――― 愛して、います。シュラ
擦れた声で、その言葉が唱えられ、残酷な揺れが寸断される。
促されて、薄く眼を開いた悪魔の赤い瞳に映るのは。
月に照らされる「夜の王」の白磁のペルソナ。その面の裏にあるのは支配の黒か欲情の赤か。
愛して、います。
触れるか触れないかの位置で唇に、耳朶に、首筋に、落とされていく言葉。
俺も、と動きかける唇を悪魔は止める。
悪い、けど、俺の想いは、それほど惰弱じゃ、ない。
お前に必要なのは、俺みたいな醜い悪魔の愛じゃ、ない。
だから、あの時、「大オジから聞いた花言葉」は。
俺だけの、ものだよ。

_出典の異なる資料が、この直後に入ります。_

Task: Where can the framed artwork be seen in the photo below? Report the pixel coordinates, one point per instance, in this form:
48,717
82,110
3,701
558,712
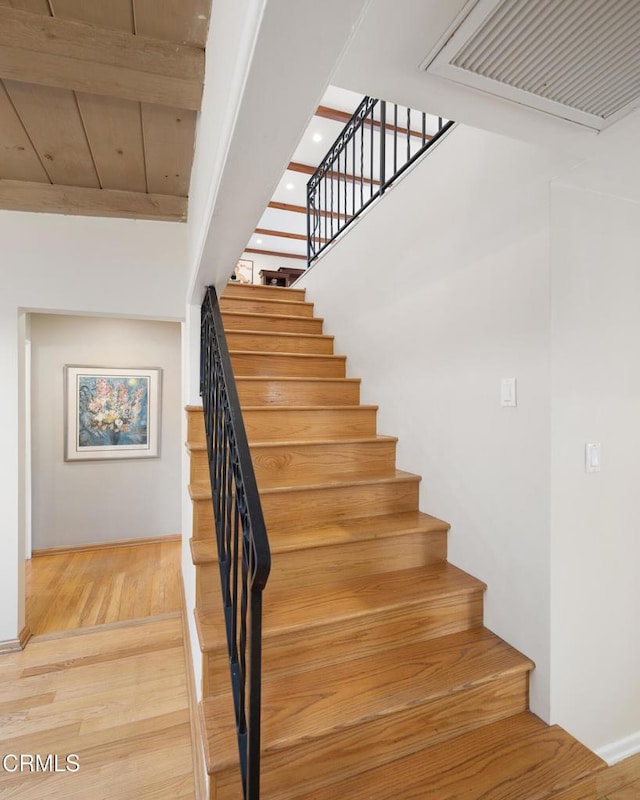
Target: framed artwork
112,413
244,271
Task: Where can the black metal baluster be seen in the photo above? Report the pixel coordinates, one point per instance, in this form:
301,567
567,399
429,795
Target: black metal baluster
383,145
395,138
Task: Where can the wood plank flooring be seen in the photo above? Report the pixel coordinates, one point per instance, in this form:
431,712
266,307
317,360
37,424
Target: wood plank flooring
116,697
104,680
80,589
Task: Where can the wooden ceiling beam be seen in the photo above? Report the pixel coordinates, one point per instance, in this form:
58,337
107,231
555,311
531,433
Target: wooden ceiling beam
344,117
45,197
303,210
274,253
76,55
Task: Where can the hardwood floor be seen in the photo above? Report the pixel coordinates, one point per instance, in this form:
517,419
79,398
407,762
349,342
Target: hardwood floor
80,589
622,781
115,697
103,680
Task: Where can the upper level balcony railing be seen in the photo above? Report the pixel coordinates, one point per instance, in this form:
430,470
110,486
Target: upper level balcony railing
380,141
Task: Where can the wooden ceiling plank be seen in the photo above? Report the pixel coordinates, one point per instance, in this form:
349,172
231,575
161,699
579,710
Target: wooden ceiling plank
117,14
115,138
18,159
51,117
185,21
26,196
169,135
35,6
113,62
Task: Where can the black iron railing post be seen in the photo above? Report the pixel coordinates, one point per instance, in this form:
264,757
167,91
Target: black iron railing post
374,150
383,145
243,548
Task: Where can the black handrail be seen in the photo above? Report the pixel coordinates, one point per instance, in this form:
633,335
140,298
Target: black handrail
243,547
353,174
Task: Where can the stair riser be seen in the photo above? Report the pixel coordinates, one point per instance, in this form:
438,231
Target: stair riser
279,365
299,424
195,427
297,771
279,308
341,502
358,637
279,343
255,291
272,391
333,461
243,322
198,467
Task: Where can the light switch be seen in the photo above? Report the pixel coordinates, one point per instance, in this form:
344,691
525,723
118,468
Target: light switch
508,392
592,458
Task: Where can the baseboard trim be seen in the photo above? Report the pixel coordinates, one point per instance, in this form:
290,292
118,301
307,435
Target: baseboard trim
620,750
200,780
16,645
82,548
618,776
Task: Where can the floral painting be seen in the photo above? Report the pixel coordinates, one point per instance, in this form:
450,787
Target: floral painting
112,413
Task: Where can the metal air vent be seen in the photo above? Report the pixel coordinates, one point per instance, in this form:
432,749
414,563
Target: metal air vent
577,59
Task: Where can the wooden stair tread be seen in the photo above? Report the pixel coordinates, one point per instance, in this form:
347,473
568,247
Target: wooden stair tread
314,703
202,491
398,477
519,758
310,357
285,334
262,315
293,379
289,609
232,288
348,531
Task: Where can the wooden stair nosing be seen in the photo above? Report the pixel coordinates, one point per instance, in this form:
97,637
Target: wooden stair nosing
271,322
260,289
518,758
354,694
203,491
338,601
269,354
314,337
329,535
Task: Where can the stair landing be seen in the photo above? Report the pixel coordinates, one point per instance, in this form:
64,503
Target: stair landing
380,681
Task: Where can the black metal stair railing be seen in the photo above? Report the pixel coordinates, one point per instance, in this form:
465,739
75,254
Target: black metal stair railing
243,547
380,142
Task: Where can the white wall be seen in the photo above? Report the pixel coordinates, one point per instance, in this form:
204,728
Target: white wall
75,264
85,502
595,590
435,295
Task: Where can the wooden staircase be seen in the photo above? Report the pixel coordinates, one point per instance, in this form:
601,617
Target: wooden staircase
380,680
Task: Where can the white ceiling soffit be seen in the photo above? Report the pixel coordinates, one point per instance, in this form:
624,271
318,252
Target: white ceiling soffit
575,59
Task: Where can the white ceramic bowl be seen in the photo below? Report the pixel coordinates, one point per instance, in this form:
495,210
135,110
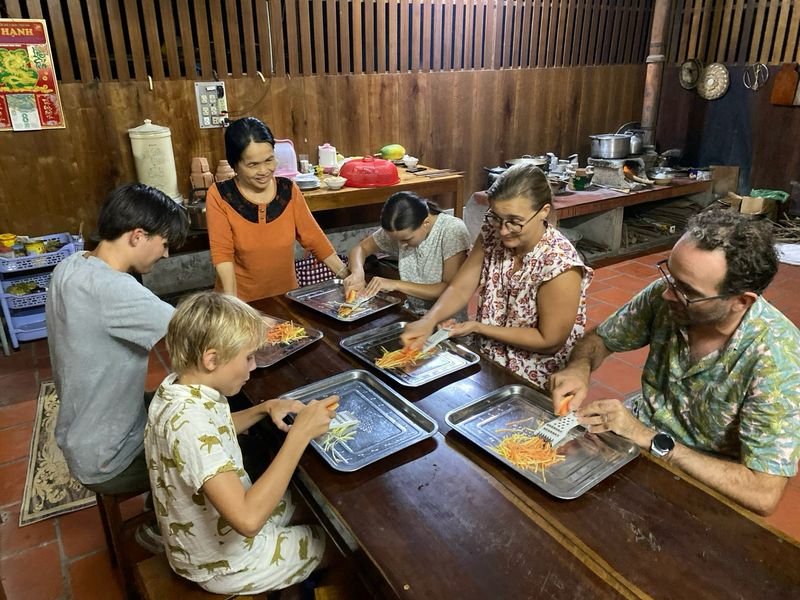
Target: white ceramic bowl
335,183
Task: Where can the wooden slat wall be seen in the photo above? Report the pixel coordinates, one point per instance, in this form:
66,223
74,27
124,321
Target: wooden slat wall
129,39
460,120
174,39
735,32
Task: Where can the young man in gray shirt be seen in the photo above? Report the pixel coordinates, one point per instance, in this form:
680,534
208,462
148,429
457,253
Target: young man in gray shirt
102,324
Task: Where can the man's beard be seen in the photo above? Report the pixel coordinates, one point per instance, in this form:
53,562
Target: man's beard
687,316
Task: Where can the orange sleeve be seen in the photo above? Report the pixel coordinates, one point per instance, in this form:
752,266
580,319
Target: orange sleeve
307,230
220,233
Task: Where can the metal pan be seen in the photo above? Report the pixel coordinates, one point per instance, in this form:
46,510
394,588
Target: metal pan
387,421
368,346
589,458
326,297
269,355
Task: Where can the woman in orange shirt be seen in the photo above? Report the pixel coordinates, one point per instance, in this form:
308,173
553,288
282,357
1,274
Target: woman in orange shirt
255,218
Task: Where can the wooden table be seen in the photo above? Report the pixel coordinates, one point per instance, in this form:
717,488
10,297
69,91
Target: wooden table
325,199
444,519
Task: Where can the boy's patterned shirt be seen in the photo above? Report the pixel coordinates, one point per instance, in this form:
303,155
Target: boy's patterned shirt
189,438
741,401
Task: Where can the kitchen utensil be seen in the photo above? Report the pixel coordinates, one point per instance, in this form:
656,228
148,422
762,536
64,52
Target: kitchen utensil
785,85
662,179
389,421
327,155
556,430
334,183
307,181
689,73
636,142
369,172
755,76
714,81
286,159
370,345
588,458
581,180
410,162
557,184
611,145
435,339
328,296
527,159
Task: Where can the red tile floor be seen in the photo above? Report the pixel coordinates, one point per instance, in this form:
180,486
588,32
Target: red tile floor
66,557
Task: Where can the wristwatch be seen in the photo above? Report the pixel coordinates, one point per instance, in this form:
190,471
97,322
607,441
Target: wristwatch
661,444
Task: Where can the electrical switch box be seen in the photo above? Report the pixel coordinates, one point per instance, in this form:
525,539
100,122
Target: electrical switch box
212,105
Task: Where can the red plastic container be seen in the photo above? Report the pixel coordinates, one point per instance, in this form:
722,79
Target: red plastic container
369,172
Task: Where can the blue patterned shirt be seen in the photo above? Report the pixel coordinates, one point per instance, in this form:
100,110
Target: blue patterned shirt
741,401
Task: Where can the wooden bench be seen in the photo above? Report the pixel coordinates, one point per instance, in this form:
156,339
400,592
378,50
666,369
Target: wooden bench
155,580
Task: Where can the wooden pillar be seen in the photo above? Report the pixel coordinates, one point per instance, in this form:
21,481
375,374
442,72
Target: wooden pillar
655,72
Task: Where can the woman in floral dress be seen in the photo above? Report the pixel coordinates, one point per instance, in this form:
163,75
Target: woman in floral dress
530,280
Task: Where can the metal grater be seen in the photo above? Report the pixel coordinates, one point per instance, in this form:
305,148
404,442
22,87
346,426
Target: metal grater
556,430
435,339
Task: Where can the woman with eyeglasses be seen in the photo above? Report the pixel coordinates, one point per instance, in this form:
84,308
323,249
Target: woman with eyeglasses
430,246
255,218
530,279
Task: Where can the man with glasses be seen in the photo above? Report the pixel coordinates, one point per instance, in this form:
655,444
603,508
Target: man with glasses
720,392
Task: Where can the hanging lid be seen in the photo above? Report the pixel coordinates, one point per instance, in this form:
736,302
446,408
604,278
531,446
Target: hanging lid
149,129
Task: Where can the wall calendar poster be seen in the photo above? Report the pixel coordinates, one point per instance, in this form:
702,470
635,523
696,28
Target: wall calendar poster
29,97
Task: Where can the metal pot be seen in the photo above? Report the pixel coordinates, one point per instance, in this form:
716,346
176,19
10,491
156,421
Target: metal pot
611,145
527,159
197,214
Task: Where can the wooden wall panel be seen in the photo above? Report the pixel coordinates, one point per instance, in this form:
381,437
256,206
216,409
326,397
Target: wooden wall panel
459,119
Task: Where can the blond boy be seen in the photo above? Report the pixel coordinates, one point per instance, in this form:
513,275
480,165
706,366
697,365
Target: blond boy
220,530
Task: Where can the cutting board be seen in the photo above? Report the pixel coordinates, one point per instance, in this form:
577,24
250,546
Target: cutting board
785,86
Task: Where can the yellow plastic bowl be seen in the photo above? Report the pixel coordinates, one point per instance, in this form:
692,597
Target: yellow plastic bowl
34,247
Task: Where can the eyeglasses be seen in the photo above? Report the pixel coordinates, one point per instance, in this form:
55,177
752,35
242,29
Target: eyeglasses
512,226
679,294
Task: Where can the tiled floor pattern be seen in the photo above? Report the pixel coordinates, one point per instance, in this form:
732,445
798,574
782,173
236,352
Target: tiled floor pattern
66,557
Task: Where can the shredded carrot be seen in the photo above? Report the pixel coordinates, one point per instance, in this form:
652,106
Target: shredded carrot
397,359
285,333
528,452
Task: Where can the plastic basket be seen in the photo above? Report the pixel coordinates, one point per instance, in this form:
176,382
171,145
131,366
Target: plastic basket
49,259
29,326
28,300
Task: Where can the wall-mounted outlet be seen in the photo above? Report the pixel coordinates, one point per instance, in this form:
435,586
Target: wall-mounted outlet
212,105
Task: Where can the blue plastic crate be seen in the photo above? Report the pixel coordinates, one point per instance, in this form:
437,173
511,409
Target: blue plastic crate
49,259
28,300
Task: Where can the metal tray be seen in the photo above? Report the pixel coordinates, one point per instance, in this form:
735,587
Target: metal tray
326,297
368,347
269,355
388,422
590,458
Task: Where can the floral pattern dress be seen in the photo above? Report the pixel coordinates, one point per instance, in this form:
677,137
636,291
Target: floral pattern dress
508,299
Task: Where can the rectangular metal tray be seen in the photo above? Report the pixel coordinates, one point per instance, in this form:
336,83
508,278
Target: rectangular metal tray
368,346
589,458
388,422
269,355
326,297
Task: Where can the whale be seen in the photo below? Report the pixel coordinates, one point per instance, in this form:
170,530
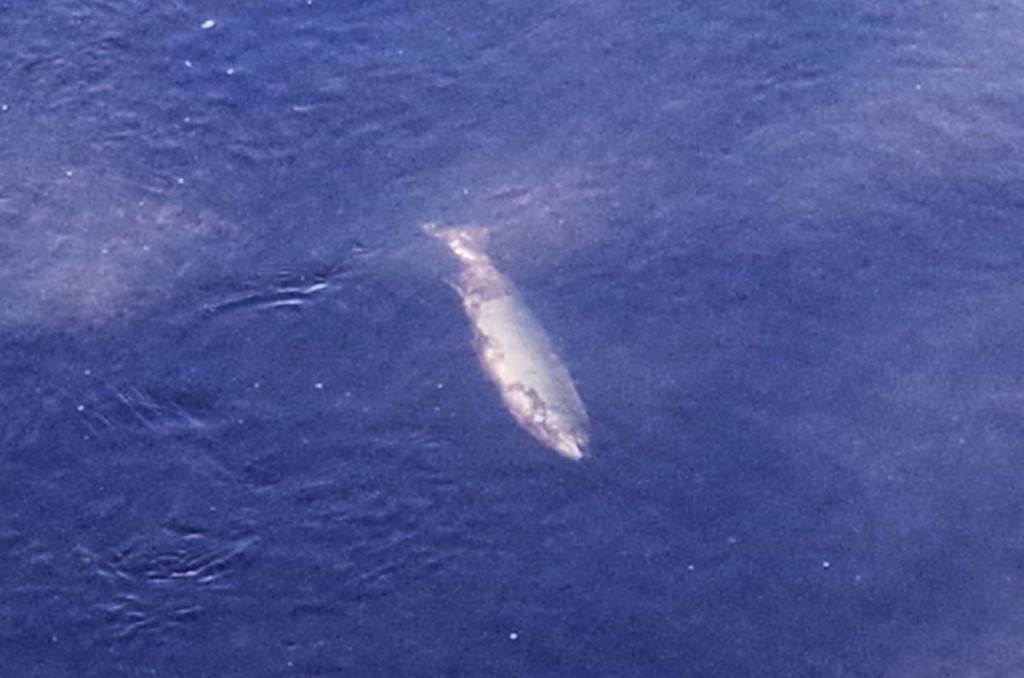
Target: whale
513,348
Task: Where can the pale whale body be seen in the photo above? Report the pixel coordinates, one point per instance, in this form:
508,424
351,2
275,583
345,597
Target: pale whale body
514,349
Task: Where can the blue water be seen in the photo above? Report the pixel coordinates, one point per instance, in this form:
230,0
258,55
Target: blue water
244,432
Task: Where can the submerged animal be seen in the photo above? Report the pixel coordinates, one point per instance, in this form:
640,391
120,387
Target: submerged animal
513,348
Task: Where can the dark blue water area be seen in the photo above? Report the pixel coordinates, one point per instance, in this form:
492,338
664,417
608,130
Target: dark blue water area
778,245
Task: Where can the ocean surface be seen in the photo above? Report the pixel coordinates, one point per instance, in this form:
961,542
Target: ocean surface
779,245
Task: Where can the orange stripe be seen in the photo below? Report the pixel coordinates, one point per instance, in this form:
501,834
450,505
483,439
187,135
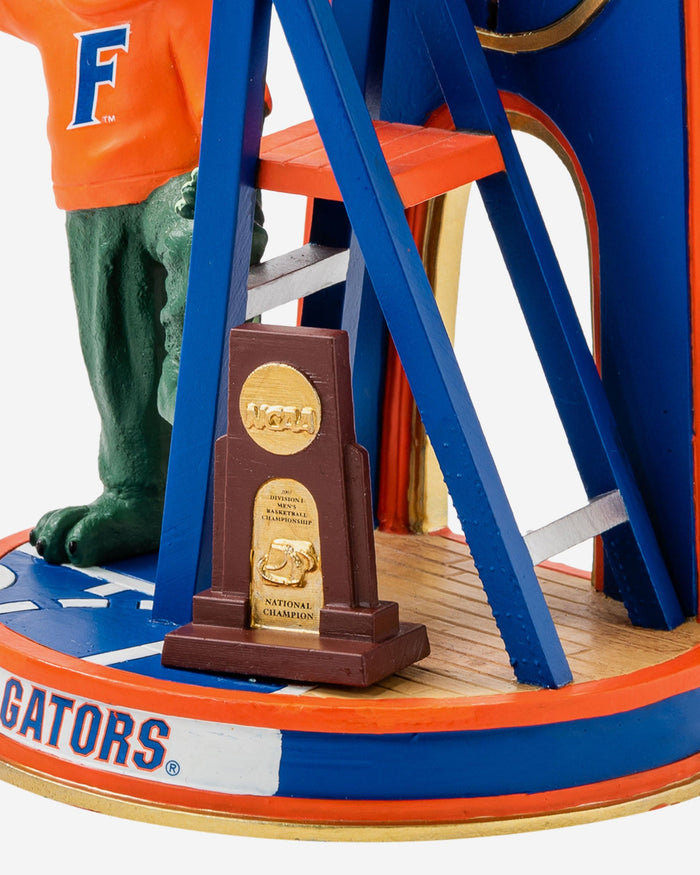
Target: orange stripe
68,674
692,54
358,812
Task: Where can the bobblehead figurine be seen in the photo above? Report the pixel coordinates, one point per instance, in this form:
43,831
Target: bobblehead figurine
126,93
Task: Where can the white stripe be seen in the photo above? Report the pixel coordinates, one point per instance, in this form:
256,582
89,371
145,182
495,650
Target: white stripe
83,603
120,582
601,514
199,754
292,690
7,577
12,607
113,657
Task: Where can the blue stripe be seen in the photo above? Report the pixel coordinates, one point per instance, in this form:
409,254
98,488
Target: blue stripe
497,762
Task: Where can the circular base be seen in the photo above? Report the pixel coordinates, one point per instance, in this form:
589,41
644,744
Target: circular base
88,715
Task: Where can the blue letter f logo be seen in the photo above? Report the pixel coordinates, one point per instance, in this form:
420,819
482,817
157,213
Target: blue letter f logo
92,71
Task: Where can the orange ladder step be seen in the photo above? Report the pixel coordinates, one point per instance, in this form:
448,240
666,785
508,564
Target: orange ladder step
424,162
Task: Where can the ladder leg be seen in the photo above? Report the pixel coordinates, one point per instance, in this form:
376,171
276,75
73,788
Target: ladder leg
411,313
217,292
576,387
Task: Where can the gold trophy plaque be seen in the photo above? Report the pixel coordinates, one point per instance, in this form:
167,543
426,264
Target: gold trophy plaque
294,586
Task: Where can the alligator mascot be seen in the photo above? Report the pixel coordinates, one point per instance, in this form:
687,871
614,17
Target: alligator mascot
126,91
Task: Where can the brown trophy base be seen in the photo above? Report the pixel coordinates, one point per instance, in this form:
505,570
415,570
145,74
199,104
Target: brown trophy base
304,656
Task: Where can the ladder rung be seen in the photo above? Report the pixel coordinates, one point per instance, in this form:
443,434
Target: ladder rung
424,162
600,514
294,275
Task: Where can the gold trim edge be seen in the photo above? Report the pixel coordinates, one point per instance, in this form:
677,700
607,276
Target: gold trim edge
547,37
92,799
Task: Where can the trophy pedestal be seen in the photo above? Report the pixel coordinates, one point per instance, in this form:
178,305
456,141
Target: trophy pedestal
303,656
294,579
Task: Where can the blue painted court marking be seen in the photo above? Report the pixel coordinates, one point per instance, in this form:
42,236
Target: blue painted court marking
100,615
490,762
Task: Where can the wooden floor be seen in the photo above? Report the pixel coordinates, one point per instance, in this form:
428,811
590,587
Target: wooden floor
434,581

ライドウ。
お前はこれからお前に相応しい人に出会って、その人を、愛して、生きて、いくんだから。
◇◆◇
――― 何度、僕が「その言葉」を告げても。
どんなに、「それ」を、願って、深く、強く触れても。
貴方は僕が一番欲しい言葉だけは、くれない。
分かってる。これは、自惚れではなく。
貴方は、言わないのだ。その言葉を。
……僕の、為に。
僕が、貴方を、諦めて、忘れて、生きていけるように。
でもその優しさは、いつも。
何て、残酷な。
言の葉にできぬヒトの葛藤は、悪魔の身体に絡みつき、その感覚を思考を想いを追い詰めて。
時間をかけて、もう一つの隠された願いを暴く。
「……っ。だ、だめ、もう、ダ、メ。……や、いやぁ、たす、け、て」
救いを乞われて、人は悪魔を愛する動きをゆっくりと強めていく。
「や、やぁ。い、いいっ……あ、あぁ」
未知の領域に足を踏み入れて、悪魔が己の制御を手放すのを、ヒトは優しく見守り。やがて。
「お、ねが、い。ライ、ドウ」
切望し続けた、悪魔の真実の言葉を得る。
――― 貴方の願いなら、どんなことでも。……この繋がりを解けと、いうこと以外なら。
「あ、あぁ。ね、ねぇ、おねが、い。い……っ」
――― 言って、ください。何を、願う、のですか。
「……き、て。……い、っしょ、に」
「……ぁ……シュ、ラ……っ」
――― 熱が上がる。愛しくて、心臓が、脳髄が焼き切れそうだ。
一緒に、来て。
「どこまで、でも……っ」
貴方と共になら、この世の果てでも、地獄の底でも。
貴方が、そう、願うなら。いえ、むしろ、それは。それこそが。
……僕の、望み。
「う、ん……っ。あ、あぁああぁああぁあっぁっ」
「待……って、くだ、さい」
そして。
ヒトは愛撫を深め、口付けを降らし、動きを加速した。
封印していた望みを、うかりと落とした、嘘吐きの悲しい悪魔を追いかけて。